← Back to Reviews
 

A Serious Man


A Serious Man
A friend of mine was asking my how many of the Cohen Brothers films I had seen and as he rattled off the list for me, I realized the only one I hadn't seen was 2009's A Serious Man. bizarre black comedy that is definitely the kind thing you would expect from the Cohens, but it also reminded me of some of Woody Allen's loopier work.

The film stars Michael Stuhlbarg as Larry Gopnik, a Jewish physics professor who seems to be content in the rut that his life has become until his life begins falling apart personally and professionally, and begins questioning why his life is tumbling and believes he can find some answers in his life as a Jew as to why his wife is leaving him and then the guy she leaves him for dies and Larry has to pay for the funeral, why one of his students has offered him a bribe to give him a higher grade on a final exam, why he has to support his loser brother who is drowning in gambling debt, and anxiety over his son's upcoming bar mitzva.

The Cohens' screenplay seems to be aimed at a very specific demographic. The film actually opens with a scene set during Fiddler on the Roof Russia where a woman is reunited with a relative she thought died three years ago. The scene is performed in Yiddish with subtitles and I'm not exactly sure what it had to do with the rest of the film, unless it was just a demonstration of the strength of faith in the Jewish community, but if the truth be told, it tempted me to turn the film off.

What was interesting was the fact that Larry thought he could find easy answers to his problems discussing them with a Rabbi, but the Rabbi he wants to talk to keeps making himself unavailable. The second Rabbi actually tells Larry bizarre story about a dentist who found carvings in the back of a patient's teeth and I was cracking up waiting to find out what this story had to do with Larry's problems and, imagine my surprise to learn that it had absolutely nothing to do with Larry. I also fell on the floor when Larry learned via telephone that his son had gotten him into some serious debt with the Columbia Record club.

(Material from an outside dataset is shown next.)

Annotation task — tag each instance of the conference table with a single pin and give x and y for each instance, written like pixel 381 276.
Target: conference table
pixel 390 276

The Coens put a great deal of detail into the look of the 1960's, the period in which the film took place. Stuhlbarg, who you might remember as Samuel Rothstein on Boardwalk Empire is effectively channeling Woody Allen in the starring role and there are also standout performances by Richard Kind as his loser brother and George Wyner as the second Rabbi, Once you get past that pointless opening fantasy scene, this one delivers the nervous laughter intended.